Le foncier du port de pêche d’Agadir est aujourd’hui très convoité. Des élus veulent y implanter une nouvelle marina. Mais la commune urbaine comme les Gadiris ne sont pas du tout d’accord à ce sujet. Le projet suscite même une montée au créneau des marins et acteurs économiques de l’enceinte portuaire

«Ces dernières années, les seuls grands projets structurants qui ont bien abouti à Agadir, ce sont la promenade du front de mer et la marina!». Au moment où Tanger, Casablanca, Marrakech, Rabat, Salé et Tétouan se distinguent par le lancement de grands programmes structurants, c’est en ces termes que les professionnels dressent le bilan des réalisations dans la station balnéaire ces dix dernières années.
Le rythme des chantiers, trop lent, suscite aussi de nombreuses interrogations.
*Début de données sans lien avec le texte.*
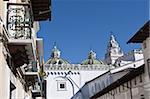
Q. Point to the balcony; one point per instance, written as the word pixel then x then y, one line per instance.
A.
pixel 19 31
pixel 36 91
pixel 30 73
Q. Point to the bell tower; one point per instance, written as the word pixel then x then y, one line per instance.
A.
pixel 113 51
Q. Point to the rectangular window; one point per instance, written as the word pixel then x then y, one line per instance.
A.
pixel 148 65
pixel 144 44
pixel 61 86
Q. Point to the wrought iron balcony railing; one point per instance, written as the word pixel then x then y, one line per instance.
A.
pixel 19 20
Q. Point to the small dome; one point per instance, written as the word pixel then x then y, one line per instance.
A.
pixel 55 57
pixel 91 59
pixel 57 61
Quand certains rappellent le retard du dossier d’aménagement d’un jardin botanique dans l’ancien quartier Talborjt, d’autres insistent, entre autres, sur la lenteur de la mise à niveau des piémonts. Les élus locaux s’en défendent et essaient de montrer la moitié pleine du verre:  la mise à niveau des quartiers sous-équipés, l’aménagement des espaces verts et des carrefours giratoires pour une circulation fluide.
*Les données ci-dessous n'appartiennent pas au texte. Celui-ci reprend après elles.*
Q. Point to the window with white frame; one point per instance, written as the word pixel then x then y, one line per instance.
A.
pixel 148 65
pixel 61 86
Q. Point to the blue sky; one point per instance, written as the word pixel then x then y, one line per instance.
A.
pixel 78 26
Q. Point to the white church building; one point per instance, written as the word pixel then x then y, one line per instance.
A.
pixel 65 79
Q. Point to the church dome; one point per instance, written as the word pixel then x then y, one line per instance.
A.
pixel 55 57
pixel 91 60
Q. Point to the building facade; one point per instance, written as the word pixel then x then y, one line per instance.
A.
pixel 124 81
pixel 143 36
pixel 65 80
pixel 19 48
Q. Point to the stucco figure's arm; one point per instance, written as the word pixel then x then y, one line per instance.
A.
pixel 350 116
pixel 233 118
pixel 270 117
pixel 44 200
. Ils rappellent aussi le vaste programme lancé pour équiper tous les quartiers de terrains de sports et d’espaces de jeux.
Selon eux, presque tous les quartiers de la commune disposent aujourd’hui d’un centre culturel pouvant accueillir toute sorte d’événement. Mais ces investissements en termes d’infrastructures ne font pas aujourd’hui d’Agadir une ville plus vivante et plus animée. En dehors des événements ponctuels comme le festival Timitar et le concert de la Tolérance, la ville continue de souffrir d’un vide culturel patent. Loin de ces préoccupations, les acteurs publics et privés de la ville se sont plutôt investis dans le développement urbain de la cité à travers l’aménagement de nouveaux quartiers tels que Hay Mohammadi, Anza Oulaya ou encore les nouveaux lotissements de la localité de Bensergao. Mais Agadir continue aujourd’hui à offrir une image fragmentée suite à son développement dans tous les sens sans vision globale. De fait, la station balnéaire, qui constituait un modèle architectural à travers les premières étapes de sa reconstruction suite au séisme de 1960, est devenue une juxtaposition de quartiers parfois sans connexion directe. Sans infrastructures éducatives et sanitaires suffisantes, les nouveaux quartiers ressemblent beaucoup à des cités dortoirs fortement bétonnées sans centres de vie. A l’origine, une course au foncier au-delà de toute stratégie intégrée et globale du développement socioéconomique. Et voilà qu’aujourd’hui, cette fièvre du foncier persiste. Des élus de la région ont pour ambition de «bétonner» l’ancien port d’Agadir. Ils veulent y implanter une nouvelle marina. Niet, répond le maire Tarik Kabbage à ce dossier qui suscite même une montée au créneau des acteurs économiques du port. Normal, le site, considéré comme un des poumons économiques de la ville, représente plusieurs milliers d’emplois et son rayonnement dépasse nos frontières. Au-delà, il est temps d’effectuer une rupture avec le passé, en adoptant une démarche concertée de développement intégré et un aménagement spatial cohérent.

Patrimoine à préserver

Depuis dix ans, les élus de la ville d’Agadir parlent de classement des bâtiments de la première étape de la reconstruction et de préparation de dossiers pour une reconnaissance de ces monuments par l’Unesco comme patrimoine de l’humanité. Mais les années passent et rien n’est fait pour protéger la mémoire collective d’Agadir. Certes, un zoning de protection a été établi. Les bâtiments qui se trouvent dans la zone en question vont, selon les élus, être classés et aucune modification ne peut être apportée aux édifices concernés, surtout à leur façade. Mais depuis plus rien à ce sujet. A travers le centre-ville sur les avenues des FAR, Hassan II et Moulay Abdallah, des bâtiments à l’abandon, des places et des espaces mal agencés offrent une image de vétusté d’Agadir. Dommage, car le développement urbain c’est aussi valoriser l’existant. Et cela est l’affaire de tous. Institutionnels, élus et acteurs économiques sont concernés.